The Chicago White Sox are officially out of the MLB playoffs and their manager Tony La Russa has some thoughts on the team that eliminated them.
Following Chicago’s 10-1 loss to the Houston Astros in a series-clinching Game 4, La Russa laid into the Astros for hitting White Sox star Jose Abreu with a pitch.
La Russa claimed the hit-by-pitch was intentional and said the team should admit it.
“That stuff there in the eighth inning, it just leaves a bitter taste in your mouth and in my gut. There was a character shortage there that they should answer for. Stupid, too,” La Russa said. “I’ll be interested to see if they admit it. If they don’t admit, then they’re really dishonest.”
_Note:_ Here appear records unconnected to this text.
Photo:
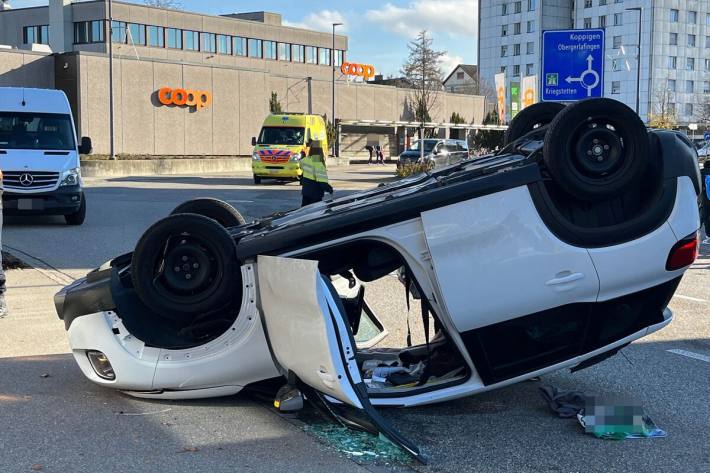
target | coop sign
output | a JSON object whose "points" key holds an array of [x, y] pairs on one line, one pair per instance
{"points": [[365, 71], [198, 99]]}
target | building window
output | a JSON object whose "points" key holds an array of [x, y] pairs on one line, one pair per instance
{"points": [[89, 32], [174, 38], [298, 53], [284, 51], [156, 36], [239, 46], [35, 34], [270, 50], [192, 40], [255, 48], [209, 42], [311, 55]]}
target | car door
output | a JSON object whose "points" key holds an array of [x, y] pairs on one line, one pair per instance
{"points": [[309, 339]]}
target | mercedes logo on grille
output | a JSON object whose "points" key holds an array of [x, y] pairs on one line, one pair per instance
{"points": [[26, 179]]}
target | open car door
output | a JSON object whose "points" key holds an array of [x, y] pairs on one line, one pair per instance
{"points": [[309, 338]]}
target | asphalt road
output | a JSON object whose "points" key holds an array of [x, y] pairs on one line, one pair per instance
{"points": [[78, 427]]}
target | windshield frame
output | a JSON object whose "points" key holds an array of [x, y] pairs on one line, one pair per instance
{"points": [[262, 142]]}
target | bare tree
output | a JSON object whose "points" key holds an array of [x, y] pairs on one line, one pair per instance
{"points": [[423, 71], [664, 110], [170, 4]]}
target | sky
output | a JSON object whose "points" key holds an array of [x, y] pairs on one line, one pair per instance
{"points": [[378, 30]]}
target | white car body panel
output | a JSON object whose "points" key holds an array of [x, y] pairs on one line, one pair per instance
{"points": [[484, 248]]}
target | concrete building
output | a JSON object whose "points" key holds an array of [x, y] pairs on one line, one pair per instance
{"points": [[239, 59], [674, 58]]}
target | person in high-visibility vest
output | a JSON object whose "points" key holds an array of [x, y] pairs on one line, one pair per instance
{"points": [[314, 181]]}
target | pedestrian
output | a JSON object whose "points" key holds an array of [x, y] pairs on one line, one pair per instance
{"points": [[369, 149], [3, 304], [314, 181]]}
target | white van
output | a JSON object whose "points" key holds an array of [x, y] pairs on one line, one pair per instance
{"points": [[39, 155]]}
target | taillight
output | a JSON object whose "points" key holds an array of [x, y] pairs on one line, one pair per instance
{"points": [[683, 253]]}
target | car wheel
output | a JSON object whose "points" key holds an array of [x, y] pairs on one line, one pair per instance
{"points": [[216, 209], [185, 265], [78, 217], [530, 118], [596, 148]]}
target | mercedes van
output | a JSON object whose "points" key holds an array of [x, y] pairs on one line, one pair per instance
{"points": [[39, 155], [282, 142]]}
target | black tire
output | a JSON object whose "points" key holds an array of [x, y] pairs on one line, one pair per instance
{"points": [[529, 118], [78, 217], [596, 149], [216, 209], [182, 245]]}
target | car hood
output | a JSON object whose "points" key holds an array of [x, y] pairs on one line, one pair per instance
{"points": [[38, 160]]}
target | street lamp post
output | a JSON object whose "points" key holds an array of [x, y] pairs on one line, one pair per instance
{"points": [[638, 58], [332, 64]]}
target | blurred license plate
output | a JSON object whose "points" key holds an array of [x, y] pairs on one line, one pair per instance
{"points": [[30, 204]]}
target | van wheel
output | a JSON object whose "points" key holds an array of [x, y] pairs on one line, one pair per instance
{"points": [[186, 265], [216, 209], [78, 217], [596, 148], [530, 118]]}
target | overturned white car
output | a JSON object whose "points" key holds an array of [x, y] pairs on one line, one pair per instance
{"points": [[553, 253]]}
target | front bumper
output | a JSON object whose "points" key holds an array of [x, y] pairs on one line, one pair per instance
{"points": [[63, 201], [288, 170]]}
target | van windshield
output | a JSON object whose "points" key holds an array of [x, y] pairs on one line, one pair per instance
{"points": [[281, 135], [21, 130]]}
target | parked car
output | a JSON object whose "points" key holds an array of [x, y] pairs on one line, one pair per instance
{"points": [[437, 152], [39, 155], [526, 261]]}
Abreu’s plunking came in the eighth inning against Astros reliever Kendall Graveman, with a full count and two outs. Here’s the pitch and La Russa’s angry reaction:
It’s hard to see what La Russa saw that made him so sure the Astros intentionally hit Abreu. Graveman’s command had been erratic the whole plate appearance, and intentional plunkings rarely occur with a full count (was the pitcher against hitting the batter until he had thrown five soon-to-be-useless pitches?).
Astros manager Dusty Baker was skeptical of his counterpart’s accusation, for multiple reasons.
Saying there is no bad blood between the Astros and White Sox may not be too accurate, though, as Baker’s team definitely had a bone to pick with White Sox reliever Ryan Tepera after the game.
Tepera had revived talk of the Astros’ sign-stealing scandal when he implied the team may be cheating again at Minute Maid Park after Game 3, pointing to the difference in the quality of at-bats between its home and away games in the series.
Unlike Game 3, the Astros had little trouble generating offense in Game 4, and shortstop Carlos Correa delivered a rebuttal in a postgame interview with Fox Sports:
“Disrespectful words with no facts,” Correa said. “We have nothing to say. We scored six runs at home, then we scored, what, like nine? Then we scored six again here, they just happened to score 12. And then you look at our OPS on the road, was the best in all the big leagues through a 162-game season which we played 81 on the road. Their OPS was a lot higher at home than it was on the road.
“He needs to know the facts.”
Correa’s rebuttal treads on territory familiar to anyone who has seen the Astros push back on their label as cheaters. It’s an established fact that the team cheated in the 2017 regular season, 2017 postseason and 2018 regular season. The players admitted doing it to MLB investigators and have been dealing with the public repercussions ever since, just not any MLB-sanctioned punishments.
The Astros struggled to replicate their recent hitting success in last year’s shortened season, their first since their cheating was reported, but still struck out less than any team in baseball. Their hitting came back in a big way this year, however, with an MLB-best 863 runs on their way to a 95-67 record.